Second, the use of condition monitoring systems (CMSs) is being extended to wind turbines. The AI methodology allows detecting fault before potential failure using data from vibrational sensors and operating conditions. This prediction is especially useful for remote turbines that are not easily accessible for maintenance. An AI system created by Bruel & Kjaer Vibro (B&K Vibro) of Darmstadt, Germany present the potential failure modes for a certain asset, each with a probability of certainty.
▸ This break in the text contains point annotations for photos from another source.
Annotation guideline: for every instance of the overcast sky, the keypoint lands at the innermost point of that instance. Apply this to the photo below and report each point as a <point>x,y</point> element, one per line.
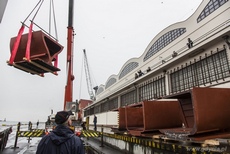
<point>111,31</point>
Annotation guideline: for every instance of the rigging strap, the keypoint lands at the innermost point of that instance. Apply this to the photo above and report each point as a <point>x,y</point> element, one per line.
<point>16,44</point>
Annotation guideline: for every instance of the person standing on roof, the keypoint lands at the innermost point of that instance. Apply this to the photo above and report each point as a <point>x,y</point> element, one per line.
<point>95,122</point>
<point>62,139</point>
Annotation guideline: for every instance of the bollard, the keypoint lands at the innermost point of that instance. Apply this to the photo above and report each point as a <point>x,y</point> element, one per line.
<point>102,142</point>
<point>16,138</point>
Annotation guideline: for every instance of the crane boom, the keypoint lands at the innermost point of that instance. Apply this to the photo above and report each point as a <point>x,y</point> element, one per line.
<point>88,77</point>
<point>70,37</point>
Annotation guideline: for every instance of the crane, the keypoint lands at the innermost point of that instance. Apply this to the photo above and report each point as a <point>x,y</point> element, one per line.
<point>70,37</point>
<point>88,78</point>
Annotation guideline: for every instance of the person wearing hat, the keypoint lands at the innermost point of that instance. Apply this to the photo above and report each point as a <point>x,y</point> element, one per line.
<point>62,139</point>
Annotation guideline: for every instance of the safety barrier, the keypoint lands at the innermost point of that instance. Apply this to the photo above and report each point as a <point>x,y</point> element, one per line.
<point>30,133</point>
<point>90,133</point>
<point>4,137</point>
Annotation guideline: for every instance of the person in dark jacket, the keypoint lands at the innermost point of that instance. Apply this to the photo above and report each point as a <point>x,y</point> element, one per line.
<point>62,139</point>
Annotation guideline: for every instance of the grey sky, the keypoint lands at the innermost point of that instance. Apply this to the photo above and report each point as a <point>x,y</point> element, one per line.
<point>111,31</point>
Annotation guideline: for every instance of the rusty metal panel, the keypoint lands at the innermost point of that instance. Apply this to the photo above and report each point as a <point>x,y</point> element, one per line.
<point>211,109</point>
<point>211,112</point>
<point>153,115</point>
<point>134,117</point>
<point>161,114</point>
<point>121,120</point>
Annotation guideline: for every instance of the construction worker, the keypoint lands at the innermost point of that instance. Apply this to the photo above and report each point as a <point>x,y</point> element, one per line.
<point>62,139</point>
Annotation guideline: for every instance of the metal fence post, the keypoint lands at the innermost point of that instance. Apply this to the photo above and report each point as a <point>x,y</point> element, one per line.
<point>16,138</point>
<point>102,141</point>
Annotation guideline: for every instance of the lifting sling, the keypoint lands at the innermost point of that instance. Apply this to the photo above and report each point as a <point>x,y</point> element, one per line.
<point>34,52</point>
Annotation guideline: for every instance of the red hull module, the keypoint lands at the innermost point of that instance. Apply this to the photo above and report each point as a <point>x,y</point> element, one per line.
<point>43,51</point>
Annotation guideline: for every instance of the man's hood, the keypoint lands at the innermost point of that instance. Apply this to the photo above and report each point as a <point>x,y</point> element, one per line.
<point>61,134</point>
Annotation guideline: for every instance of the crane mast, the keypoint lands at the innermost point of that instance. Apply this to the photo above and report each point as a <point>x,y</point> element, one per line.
<point>69,62</point>
<point>88,77</point>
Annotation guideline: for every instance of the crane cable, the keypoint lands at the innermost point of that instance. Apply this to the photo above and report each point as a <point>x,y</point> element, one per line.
<point>40,2</point>
<point>54,19</point>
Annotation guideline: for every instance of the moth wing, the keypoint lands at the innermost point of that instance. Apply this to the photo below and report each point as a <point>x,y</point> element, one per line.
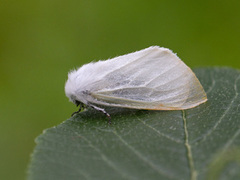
<point>156,80</point>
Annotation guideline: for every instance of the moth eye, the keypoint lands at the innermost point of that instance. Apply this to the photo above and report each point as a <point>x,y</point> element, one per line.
<point>77,103</point>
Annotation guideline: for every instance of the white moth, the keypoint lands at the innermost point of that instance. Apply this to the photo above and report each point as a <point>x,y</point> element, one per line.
<point>153,78</point>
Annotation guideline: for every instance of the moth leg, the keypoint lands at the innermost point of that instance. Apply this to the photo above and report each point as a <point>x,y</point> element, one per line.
<point>80,108</point>
<point>103,111</point>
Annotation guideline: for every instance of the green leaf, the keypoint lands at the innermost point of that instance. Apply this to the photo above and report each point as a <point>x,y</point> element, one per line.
<point>199,143</point>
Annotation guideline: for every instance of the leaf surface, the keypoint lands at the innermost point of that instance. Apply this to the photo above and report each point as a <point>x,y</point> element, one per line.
<point>195,144</point>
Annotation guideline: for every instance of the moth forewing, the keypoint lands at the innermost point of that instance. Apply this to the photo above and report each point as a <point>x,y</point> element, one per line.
<point>153,78</point>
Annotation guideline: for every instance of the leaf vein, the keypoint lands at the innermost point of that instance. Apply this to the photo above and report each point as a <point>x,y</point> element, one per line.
<point>160,133</point>
<point>193,172</point>
<point>143,158</point>
<point>223,115</point>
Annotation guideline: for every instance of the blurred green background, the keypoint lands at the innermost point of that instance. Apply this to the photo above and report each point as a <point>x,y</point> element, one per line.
<point>40,41</point>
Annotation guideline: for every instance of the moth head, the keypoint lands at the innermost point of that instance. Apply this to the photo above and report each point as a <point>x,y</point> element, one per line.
<point>70,88</point>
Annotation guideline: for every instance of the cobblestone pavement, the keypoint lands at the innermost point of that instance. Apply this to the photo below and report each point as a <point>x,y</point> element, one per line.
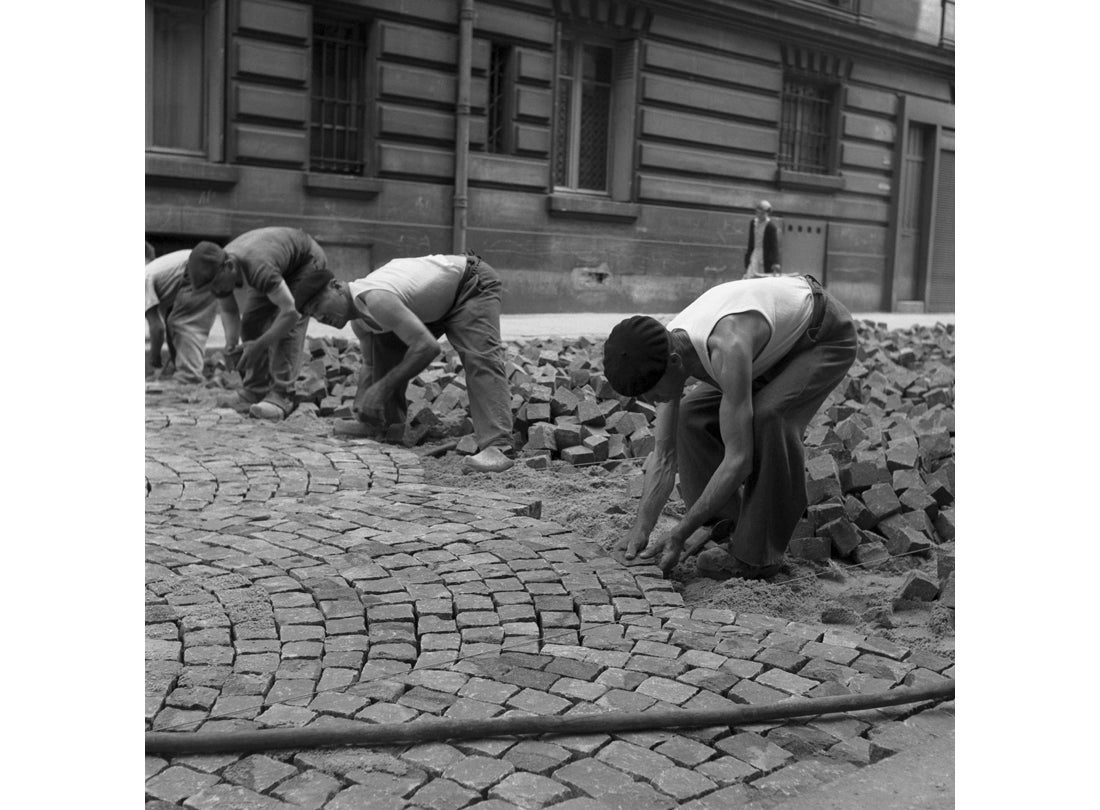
<point>294,578</point>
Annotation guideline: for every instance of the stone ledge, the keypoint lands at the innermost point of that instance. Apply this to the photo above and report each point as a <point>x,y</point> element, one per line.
<point>584,207</point>
<point>164,170</point>
<point>787,178</point>
<point>339,185</point>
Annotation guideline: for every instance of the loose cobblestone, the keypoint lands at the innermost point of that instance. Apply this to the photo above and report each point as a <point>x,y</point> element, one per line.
<point>299,579</point>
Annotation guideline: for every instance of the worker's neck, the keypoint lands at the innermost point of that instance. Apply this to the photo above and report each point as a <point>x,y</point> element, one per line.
<point>689,357</point>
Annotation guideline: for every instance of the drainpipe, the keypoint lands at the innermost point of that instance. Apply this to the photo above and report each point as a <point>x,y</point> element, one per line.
<point>462,124</point>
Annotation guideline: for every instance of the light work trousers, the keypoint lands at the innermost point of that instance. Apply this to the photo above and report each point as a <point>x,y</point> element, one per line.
<point>784,400</point>
<point>188,320</point>
<point>473,327</point>
<point>284,360</point>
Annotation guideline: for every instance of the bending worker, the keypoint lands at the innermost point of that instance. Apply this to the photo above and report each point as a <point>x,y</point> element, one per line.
<point>766,353</point>
<point>183,317</point>
<point>281,267</point>
<point>398,313</point>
The company has installed more than 25,000 data acquisition systems worldwide, 12,000 of which are monitored remotely. Their wealth of fault mode data has allowed them to train Machine Learning models to identify almost every imaginable potential failure mode.

For the engineers among you, here are some interesting papers on using Machine Learning to predict equipment health:

Why it matters

As the global capacity of wind turbines grows by 10% year-on-year, the maximization of turbine production and availability plays a major role in the renewable energy market. The application of multiple and diverse Machine Learning solutions strengthens the business case for the shift to renewable energy, and wind power in particular.

What's next

“Our hope is that this kind of Machine Learning approach can drive further adoption of carbon-free energy on electric grids worldwide,” stated Sam Witherspoon, a DeepMind program manager, in a blog post. We remain determined that the democratization of AI will benefit society and climate action today, and tomorrow.